Total Contributions allowed for SIMPLE and traditional IRA’s

Can a person contribute the maximum to her IRA ($5000 since she’s over 50) [b]and[/b] contribute the maximum to her SIMPLE IRA (which I believe is $12,500) each year?

She is still working as is her husband so there is plenty of earned income.



The 2007 SIMPLE IRA max is 10,500 plus 2,500 catchup = $13,000. She can contribute the SIMPLE IRA max plus a traditional IRA contribution. However, since the SIMPLE is considered an employer retirement plan, her deduction of the TIRA contribution is limited by modified AGI. If she cannot deduct the TIRA contribution, the next option would be for a Roth contribution. If modified AGI is too high for a Roth, then a non deductible TIRA contribution can be made as the least desirable option.

Note: If she also works for another employer with a salary reduction plan, the basic SIMPLE IRA contribution counts against the total limit of 15,500. for salary reductions.

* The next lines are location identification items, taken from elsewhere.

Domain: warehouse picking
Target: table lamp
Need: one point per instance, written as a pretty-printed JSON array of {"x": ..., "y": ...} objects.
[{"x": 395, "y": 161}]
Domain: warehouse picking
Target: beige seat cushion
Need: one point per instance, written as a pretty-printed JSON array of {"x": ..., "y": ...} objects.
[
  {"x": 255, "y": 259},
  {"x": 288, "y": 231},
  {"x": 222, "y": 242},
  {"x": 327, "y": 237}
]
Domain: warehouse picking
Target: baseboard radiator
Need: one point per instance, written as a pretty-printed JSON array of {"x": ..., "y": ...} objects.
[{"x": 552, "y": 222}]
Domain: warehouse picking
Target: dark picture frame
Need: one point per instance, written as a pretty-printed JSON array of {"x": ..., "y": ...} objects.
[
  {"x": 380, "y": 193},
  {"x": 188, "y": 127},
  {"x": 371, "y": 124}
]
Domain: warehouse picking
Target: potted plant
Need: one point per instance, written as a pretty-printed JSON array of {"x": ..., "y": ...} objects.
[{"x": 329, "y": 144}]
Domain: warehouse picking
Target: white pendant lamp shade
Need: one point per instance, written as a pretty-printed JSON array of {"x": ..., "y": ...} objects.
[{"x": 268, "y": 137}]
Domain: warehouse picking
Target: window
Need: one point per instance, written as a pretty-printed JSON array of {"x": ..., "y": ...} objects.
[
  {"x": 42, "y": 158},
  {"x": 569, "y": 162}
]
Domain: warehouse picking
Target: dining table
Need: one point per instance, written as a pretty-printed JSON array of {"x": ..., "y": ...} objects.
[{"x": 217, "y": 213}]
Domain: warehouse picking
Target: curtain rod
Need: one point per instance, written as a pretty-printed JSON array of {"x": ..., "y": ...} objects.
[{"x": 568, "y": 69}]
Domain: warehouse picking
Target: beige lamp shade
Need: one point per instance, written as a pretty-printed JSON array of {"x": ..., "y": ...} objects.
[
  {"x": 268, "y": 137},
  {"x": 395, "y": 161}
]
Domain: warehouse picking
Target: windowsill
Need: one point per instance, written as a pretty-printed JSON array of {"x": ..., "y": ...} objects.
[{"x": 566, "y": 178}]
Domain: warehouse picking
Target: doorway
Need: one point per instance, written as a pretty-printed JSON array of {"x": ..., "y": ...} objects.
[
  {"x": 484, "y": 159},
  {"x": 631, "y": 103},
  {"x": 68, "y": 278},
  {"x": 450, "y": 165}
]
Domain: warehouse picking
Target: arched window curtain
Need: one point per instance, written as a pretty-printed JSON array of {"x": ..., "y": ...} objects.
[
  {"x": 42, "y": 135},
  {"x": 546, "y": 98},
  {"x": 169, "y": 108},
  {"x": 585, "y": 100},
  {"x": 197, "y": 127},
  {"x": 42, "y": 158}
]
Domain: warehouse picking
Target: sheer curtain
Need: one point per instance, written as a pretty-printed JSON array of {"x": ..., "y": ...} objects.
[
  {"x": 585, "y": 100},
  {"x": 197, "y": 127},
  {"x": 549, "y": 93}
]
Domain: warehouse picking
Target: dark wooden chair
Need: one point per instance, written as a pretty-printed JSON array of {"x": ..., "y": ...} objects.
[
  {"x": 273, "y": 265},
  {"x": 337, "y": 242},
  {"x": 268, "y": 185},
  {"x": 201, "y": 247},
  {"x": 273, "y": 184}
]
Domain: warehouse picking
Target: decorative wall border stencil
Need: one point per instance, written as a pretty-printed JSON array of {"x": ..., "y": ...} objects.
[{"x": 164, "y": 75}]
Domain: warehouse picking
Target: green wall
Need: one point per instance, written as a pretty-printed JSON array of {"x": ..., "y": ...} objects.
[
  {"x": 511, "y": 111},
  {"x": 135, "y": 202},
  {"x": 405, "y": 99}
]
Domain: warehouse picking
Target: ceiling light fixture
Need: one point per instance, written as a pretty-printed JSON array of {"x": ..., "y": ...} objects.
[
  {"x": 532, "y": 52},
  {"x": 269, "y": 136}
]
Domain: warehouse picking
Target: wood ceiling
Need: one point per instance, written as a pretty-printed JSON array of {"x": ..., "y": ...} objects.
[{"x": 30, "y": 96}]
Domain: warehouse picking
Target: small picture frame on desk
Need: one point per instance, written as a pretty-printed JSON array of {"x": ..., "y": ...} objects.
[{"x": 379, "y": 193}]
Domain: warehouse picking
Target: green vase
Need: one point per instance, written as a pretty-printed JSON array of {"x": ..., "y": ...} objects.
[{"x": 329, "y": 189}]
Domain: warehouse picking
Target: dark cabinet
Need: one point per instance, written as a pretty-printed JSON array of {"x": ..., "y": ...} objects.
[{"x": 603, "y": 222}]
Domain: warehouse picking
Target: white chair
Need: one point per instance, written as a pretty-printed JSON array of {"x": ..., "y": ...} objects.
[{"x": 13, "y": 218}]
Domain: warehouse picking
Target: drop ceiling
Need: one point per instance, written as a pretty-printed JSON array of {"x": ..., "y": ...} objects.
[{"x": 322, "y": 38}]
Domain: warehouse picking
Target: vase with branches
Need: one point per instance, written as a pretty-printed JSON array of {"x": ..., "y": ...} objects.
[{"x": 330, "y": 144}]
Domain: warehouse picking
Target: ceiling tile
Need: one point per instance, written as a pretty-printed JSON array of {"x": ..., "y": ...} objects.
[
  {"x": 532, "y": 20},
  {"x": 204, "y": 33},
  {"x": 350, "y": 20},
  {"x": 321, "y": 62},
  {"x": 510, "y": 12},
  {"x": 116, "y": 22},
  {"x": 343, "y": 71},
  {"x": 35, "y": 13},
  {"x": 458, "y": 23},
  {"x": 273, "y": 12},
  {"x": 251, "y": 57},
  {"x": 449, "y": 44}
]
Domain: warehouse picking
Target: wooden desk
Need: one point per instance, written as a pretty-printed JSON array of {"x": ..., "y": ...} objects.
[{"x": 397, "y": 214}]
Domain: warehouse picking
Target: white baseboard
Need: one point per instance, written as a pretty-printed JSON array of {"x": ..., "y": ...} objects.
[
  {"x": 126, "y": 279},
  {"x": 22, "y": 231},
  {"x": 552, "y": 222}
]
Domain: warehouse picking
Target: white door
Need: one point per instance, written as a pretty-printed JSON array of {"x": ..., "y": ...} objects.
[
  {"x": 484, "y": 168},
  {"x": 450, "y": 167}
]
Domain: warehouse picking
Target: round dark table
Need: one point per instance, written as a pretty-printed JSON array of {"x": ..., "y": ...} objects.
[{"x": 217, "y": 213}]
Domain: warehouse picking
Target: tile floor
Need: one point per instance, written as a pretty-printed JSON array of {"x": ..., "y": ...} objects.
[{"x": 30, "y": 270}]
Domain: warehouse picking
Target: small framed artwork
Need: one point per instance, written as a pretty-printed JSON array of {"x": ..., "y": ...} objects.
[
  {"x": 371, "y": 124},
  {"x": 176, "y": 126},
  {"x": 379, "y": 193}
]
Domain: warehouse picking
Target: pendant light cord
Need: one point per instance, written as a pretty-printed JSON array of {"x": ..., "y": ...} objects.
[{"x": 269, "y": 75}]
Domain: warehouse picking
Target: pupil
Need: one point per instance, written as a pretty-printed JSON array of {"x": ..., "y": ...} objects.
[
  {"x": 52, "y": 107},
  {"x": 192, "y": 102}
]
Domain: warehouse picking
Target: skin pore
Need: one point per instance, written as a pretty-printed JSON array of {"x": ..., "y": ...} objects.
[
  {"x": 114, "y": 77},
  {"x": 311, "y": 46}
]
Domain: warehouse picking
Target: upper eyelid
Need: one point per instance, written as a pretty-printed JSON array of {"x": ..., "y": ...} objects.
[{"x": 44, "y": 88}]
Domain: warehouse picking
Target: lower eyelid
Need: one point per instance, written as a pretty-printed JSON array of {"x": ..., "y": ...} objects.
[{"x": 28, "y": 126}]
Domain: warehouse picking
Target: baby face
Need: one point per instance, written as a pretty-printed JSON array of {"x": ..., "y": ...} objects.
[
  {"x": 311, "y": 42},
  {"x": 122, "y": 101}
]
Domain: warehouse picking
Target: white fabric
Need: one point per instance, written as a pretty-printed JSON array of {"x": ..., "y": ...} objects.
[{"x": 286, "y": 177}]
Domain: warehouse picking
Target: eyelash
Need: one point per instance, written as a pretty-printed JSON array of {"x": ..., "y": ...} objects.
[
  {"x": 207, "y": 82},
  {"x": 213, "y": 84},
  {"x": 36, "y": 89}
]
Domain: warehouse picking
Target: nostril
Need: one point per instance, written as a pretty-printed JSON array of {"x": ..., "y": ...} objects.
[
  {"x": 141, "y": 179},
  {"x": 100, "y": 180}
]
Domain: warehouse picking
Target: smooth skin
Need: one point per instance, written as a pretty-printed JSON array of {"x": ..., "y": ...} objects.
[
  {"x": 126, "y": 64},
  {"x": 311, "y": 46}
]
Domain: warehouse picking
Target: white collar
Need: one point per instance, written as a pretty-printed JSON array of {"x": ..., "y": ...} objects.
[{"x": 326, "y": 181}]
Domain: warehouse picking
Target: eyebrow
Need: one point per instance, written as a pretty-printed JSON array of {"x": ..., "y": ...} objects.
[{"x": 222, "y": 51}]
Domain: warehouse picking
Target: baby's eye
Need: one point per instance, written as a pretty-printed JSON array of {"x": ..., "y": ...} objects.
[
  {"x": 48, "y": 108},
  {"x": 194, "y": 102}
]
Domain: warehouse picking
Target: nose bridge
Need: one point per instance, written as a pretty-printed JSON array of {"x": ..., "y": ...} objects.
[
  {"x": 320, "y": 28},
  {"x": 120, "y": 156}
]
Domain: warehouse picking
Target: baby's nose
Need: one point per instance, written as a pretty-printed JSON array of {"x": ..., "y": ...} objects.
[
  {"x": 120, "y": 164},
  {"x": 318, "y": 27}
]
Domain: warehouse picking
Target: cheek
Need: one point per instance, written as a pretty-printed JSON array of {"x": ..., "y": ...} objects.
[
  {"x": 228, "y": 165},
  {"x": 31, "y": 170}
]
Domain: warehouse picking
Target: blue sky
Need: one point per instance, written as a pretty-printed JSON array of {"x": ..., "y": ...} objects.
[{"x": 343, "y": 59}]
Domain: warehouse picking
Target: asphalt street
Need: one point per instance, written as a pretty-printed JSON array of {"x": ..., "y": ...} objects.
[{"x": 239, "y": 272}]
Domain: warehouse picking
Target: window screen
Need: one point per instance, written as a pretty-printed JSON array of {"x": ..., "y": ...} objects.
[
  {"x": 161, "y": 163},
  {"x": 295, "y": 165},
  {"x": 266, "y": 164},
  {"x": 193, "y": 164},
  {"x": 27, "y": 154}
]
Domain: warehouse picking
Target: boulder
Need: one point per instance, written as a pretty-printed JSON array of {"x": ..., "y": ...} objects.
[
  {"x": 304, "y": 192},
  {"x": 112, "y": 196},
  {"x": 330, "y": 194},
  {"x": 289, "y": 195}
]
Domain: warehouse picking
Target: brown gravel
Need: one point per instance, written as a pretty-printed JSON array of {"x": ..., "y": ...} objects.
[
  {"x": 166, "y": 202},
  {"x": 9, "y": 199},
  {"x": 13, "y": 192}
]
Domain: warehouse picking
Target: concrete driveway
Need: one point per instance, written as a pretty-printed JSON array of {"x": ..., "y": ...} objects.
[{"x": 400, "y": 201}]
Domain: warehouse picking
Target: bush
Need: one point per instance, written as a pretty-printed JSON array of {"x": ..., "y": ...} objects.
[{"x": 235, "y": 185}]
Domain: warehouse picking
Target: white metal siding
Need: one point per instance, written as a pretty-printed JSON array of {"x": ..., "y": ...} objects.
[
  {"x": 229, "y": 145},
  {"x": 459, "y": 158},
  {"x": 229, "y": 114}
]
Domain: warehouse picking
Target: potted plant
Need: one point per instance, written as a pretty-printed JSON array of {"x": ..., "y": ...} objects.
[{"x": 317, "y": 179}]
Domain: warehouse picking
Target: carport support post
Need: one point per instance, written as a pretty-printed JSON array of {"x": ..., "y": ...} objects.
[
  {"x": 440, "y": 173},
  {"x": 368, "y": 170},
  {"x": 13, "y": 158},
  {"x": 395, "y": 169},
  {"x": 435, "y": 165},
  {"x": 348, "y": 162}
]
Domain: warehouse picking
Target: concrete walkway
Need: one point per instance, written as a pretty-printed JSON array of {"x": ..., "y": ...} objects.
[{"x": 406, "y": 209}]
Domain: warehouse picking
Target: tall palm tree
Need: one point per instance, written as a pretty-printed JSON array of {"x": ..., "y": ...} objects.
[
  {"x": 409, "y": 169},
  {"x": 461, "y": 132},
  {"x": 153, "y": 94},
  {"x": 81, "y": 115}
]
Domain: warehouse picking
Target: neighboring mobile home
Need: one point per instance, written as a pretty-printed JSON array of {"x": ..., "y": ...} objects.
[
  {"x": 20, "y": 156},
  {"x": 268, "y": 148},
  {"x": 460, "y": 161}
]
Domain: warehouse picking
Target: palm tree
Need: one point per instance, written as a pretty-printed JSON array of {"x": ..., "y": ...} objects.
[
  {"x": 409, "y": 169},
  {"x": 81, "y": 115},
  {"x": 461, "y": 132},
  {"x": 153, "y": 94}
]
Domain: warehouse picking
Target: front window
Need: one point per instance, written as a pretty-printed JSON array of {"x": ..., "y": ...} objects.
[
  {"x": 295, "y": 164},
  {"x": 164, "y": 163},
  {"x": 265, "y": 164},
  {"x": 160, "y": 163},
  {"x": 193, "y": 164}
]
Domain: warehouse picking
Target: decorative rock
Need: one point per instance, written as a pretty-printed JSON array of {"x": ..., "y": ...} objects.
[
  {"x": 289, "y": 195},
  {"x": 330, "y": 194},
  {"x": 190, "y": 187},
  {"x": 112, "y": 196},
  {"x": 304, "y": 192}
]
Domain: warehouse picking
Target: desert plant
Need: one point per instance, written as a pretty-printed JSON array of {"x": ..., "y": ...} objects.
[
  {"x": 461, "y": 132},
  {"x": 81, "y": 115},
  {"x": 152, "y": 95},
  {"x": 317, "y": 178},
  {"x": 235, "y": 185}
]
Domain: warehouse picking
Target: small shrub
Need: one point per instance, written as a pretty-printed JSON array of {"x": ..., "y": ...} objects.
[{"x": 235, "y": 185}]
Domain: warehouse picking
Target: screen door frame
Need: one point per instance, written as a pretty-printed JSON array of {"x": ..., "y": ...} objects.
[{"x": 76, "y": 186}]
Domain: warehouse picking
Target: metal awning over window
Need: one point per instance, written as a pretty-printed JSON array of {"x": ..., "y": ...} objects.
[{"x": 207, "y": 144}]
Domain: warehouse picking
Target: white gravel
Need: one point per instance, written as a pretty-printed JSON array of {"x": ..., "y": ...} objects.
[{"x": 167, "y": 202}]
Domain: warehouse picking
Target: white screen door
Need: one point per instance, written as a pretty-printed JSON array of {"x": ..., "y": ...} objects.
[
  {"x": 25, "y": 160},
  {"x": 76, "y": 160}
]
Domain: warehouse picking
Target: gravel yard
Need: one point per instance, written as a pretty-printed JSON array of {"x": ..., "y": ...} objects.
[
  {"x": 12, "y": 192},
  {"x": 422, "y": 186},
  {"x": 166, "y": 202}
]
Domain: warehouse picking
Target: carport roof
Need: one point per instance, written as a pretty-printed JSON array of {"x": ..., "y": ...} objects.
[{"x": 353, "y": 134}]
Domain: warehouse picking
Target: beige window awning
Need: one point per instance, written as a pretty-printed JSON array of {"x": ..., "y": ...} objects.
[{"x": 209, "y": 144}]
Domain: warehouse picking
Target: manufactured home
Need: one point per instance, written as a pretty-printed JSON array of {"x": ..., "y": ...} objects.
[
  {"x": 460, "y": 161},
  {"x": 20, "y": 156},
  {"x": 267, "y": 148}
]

I have a self-employed client who has for several years put the max into her Simple (currently $13000 salary deferral – she’s over 50) plus the 3% “employer contribution”, and also the max into her Roth ($5000). Her AGI is around $30000.
Now I’ve been told that she shouldn’t have been doing a Roth because she’s over the limit since you have to add in the Simple $ when figuring the max for the Roth. Is this really true?



No, that is incorrect. There is no problem with what she has been doing.